Valid and reliable biomarkers can play an important role in clinical trials as indicators of biological or pathogenic processes or as a signal of treatment response. Currently, there are no biomarkers for pain qualified by the U.S. Food and Drug Administration or the European Medicines Agency for use in clinical trials. This article summarizes an Initiative on Methods, Measurement, and Pain Assessment in Clinical Trials meeting in which 3 potential biomarkers were discussed for use in the development of analgesic treatments: 1) sensory testing, 2) skin punch biopsy, and 3) brain imaging. The empirical evidence supporting the use of these tests is described within the context of the 4 categories of biomarkers: 1) diagnostic, 2) prognostic, 3) predictive, and 4) pharmacodynamic. Although sensory testing, skin punch biopsy, and brain imaging are promising tools for pain in clinical trials, additional evidence is needed to further support and standardize these tests for use as biomarkers in pain clinical trials.

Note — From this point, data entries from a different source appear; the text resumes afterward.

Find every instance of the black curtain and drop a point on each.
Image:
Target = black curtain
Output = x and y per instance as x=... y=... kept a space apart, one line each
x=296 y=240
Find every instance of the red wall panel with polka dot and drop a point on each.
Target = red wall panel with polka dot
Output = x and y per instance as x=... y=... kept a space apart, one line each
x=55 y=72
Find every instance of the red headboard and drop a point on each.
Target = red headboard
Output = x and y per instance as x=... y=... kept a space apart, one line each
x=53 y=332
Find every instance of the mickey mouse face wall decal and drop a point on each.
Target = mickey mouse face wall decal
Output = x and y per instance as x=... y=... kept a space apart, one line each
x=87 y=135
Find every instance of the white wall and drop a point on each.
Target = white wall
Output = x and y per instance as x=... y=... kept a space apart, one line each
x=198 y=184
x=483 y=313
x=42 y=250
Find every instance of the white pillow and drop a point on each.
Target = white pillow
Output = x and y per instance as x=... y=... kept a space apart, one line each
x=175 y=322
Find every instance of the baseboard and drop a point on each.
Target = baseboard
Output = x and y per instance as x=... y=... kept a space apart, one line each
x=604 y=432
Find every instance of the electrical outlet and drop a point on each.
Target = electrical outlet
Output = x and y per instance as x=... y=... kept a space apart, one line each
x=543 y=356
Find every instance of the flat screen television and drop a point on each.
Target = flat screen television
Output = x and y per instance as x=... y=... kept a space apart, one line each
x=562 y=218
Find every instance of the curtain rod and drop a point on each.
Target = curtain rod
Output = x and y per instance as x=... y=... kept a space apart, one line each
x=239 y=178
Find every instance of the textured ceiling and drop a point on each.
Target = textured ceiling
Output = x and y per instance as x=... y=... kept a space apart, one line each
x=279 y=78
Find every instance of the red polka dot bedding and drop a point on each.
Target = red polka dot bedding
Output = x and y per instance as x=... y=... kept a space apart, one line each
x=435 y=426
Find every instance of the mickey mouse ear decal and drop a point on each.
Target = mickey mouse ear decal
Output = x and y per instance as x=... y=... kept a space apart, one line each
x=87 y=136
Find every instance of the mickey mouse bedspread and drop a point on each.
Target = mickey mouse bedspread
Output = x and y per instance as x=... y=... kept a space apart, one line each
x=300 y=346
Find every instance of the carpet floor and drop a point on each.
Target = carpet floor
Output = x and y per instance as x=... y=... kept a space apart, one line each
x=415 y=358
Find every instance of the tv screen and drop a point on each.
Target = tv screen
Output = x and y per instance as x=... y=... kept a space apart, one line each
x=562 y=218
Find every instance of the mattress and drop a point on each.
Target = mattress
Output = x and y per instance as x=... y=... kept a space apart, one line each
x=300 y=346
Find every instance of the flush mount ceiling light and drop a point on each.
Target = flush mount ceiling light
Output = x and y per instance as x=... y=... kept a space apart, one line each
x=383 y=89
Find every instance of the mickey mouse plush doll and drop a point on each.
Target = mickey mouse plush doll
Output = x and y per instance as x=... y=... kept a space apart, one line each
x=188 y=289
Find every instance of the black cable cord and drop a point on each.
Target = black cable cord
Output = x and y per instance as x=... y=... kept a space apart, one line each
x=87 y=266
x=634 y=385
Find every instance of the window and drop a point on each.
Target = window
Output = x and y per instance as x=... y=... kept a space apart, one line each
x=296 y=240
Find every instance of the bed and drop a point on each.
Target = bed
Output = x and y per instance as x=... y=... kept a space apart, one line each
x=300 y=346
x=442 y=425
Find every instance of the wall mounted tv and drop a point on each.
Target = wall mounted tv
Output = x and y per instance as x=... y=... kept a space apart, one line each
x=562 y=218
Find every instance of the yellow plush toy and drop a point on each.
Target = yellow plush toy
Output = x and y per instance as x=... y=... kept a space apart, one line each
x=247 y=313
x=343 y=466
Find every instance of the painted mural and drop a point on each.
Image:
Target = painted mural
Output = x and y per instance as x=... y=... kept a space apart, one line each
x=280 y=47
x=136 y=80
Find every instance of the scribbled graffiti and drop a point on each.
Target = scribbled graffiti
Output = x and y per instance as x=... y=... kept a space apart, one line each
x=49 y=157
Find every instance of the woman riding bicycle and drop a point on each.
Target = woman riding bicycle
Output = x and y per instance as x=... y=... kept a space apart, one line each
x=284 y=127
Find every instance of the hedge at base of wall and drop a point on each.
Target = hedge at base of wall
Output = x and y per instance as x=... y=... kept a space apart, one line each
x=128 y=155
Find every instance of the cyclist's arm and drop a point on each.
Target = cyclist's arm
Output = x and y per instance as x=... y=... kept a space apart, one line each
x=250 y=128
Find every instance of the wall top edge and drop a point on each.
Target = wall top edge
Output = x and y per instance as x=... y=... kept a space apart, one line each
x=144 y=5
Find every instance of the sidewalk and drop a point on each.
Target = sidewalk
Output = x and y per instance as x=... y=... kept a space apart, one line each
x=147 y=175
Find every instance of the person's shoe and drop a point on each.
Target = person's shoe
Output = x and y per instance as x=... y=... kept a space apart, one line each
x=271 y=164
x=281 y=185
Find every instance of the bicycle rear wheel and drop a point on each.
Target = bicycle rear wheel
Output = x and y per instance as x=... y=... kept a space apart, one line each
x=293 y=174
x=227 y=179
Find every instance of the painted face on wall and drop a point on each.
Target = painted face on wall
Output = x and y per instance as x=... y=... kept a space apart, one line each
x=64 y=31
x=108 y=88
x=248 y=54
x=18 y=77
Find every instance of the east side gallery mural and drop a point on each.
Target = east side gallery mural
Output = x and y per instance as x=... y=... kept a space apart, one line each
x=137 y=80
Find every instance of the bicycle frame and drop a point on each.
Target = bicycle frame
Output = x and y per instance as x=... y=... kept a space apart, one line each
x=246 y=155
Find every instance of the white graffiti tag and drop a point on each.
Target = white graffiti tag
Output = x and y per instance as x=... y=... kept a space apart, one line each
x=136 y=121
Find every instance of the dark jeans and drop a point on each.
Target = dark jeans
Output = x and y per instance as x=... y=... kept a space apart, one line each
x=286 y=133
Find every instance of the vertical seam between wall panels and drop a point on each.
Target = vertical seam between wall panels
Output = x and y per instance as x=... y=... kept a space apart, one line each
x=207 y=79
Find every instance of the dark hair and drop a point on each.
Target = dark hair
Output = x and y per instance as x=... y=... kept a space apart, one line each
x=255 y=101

The applicability of sensory testing, skin biopsy, and brain imaging as diagnostic, prognostic, predictive, and pharmacodynamic biomarkers for use in analgesic treatment trials is considered. Evidence in support of their use and outlining problems is presented, as well as a call for further standardization and demonstrations of validity and reliability.
有效且可靠的生物标志物在临床试验中可作为生物或致病过程的指标或作为治疗反应的信号发挥重要作用。目前,尚无经美国食品药品监督管理局或欧洲药品管理局认定可用于临床试验的疼痛生物标志物。本文总结了一次关于临床试验中方法、测量和疼痛评估的倡议会议,会上讨论了3种潜在的用于镇痛治疗研发的生物标志物:1)感觉测试,2)皮肤打孔活检,3)脑成像。在诊断性、预后性、预测性和药效学这4类生物标志物的背景下描述了支持使用这些测试的实证证据。尽管感觉测试、皮肤打孔活检和脑成像在临床试验中是用于疼痛的有前景的工具,但还需要更多证据来进一步支持并规范这些测试,使其能用作疼痛临床试验中的生物标志物。
探讨了感觉测试、皮肤活检和脑成像作为用于镇痛治疗试验的诊断性、预后性、预测性和药效学生物标志物的适用性。介绍了支持其使用的证据并概述了问题,同时呼吁进一步标准化并证明其有效性和可靠性。